The Trailhead
The Trailhead
Yellowstone is as magnificent as they say. Here, you can blindly and randomly stick your iPhone out your RV window, and get an epic photo.
One morning, we got up before dawn, and parked at a pull out in Lamar Valley with a view of the river bend. The sun behind a shrouding mist rose so quietly, you easily missed it, except that suddenly the entire valley was visible out of the darkness. We found ourselves standing together in the still dawn, under a few falling snowflakes, amazed at the majesty of it all.
We drank our coffee while watching the herds of bison with their calves heading down to ford the river, and fried up some eggs for breakfast while the sun burned the last of the mist away. It just doesn’t get any better than this.
And then the tour groups showed up. The magical morning spell dissipated as mysteriously as it came.
In the age of TripAdvisor and Reddit, you can get reams of tips and recommendations wherever you go in this world. Yet at Yellowstone, the Internet still does not come close to the gems you can hear just with old-fashioned conversation with people at the next campsite, at the checkout register, or on the trails. If you ask, they will divulge all their real-time, local hiking secrets. We found one such amiable park ranger in a quiet ranger outpost, and he told us to look for a sign down the road just labeled “trailhead” and to hike up the packed dirt trail until we found a petrified forest.

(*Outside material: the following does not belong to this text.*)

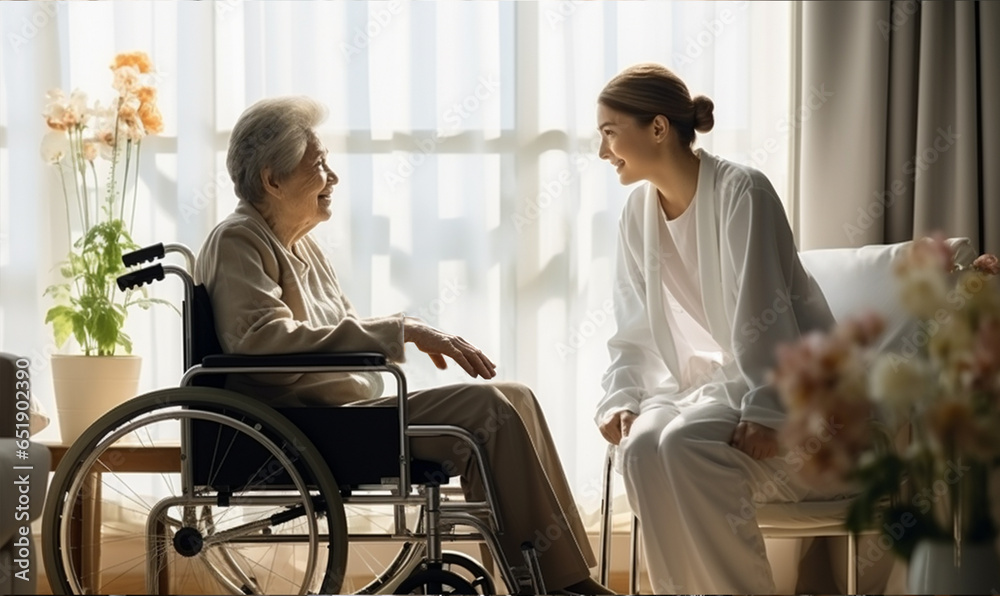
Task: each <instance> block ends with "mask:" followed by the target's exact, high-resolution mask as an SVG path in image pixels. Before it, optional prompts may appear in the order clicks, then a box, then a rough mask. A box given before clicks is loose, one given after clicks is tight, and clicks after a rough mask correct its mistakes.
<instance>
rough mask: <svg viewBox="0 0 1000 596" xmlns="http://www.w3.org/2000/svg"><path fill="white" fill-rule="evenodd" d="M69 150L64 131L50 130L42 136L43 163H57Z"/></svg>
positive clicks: (68, 152)
mask: <svg viewBox="0 0 1000 596" xmlns="http://www.w3.org/2000/svg"><path fill="white" fill-rule="evenodd" d="M69 152H70V146H69V136H68V135H67V134H66V131H63V130H50V131H49V132H47V133H45V136H43V137H42V159H44V160H45V163H53V164H54V163H59V162H60V161H62V159H63V158H64V157H66V156H67V155H69Z"/></svg>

The sign pointed randomly toward some nondescript sagebrush.
If you ask for a less trodden trail to avoid the crowds, and you have no cellular service to call upon an app, you are left to your own wits. So we gamely walked in the direction of the arrow, even if there was no obvious trail… over gently rolling meadows, skirting big piles of bison dung, toward the tree line. As the foothills rose ahead, a faraway obvious trail could be seen going up the mountain, but in the meadow, nothing. You couldn’t see over the next crest, and it was unnerving to be lost without a trail, no Google maps, and the sounds of giant braying bison all around.
Here is Won, barely visible in the expanse of grassland, desperately staring at his phone hoping for a signal to guide us:
My trailhead problem is that when I have researched and come up with a carefully crafted Plan, if something goes awry, I fixate on the trailhead, and the could’ve would’ve should’ves of the situation. Why couldn’t it be more clearly labeled? Why wasn’t the ranger more explicit? Why hadn’t I asked Won to hear the directions too? Why did I pick this damn trail?
We walked for a mile before we dejectedly turned back to find the van. And then by dumb luck, we walked over a dirt packed trail.
Sheepishly, we followed this until it rose to the mountain trail we saw earlier from afar, and noted that if we had stopped fixating on the trailhead, and just walked toward the mountain, we would’ve come across it eventually. On the way back, the irony of ironies, the trailhead turned out to be just on the left side of the RV where we parked. We had exited the RV on the right, so didn’t see it. There’s a life metaphor in this, Won says. Maybe: when your plan doesn’t start the way you envisioned, just walk in the direction of the trail you can see, and hope for the best?
The petrified forest was hauntingly beautiful, ancient stumps and fallen trees frozen in time at high elevation, forever commanding a view of the entire river valley.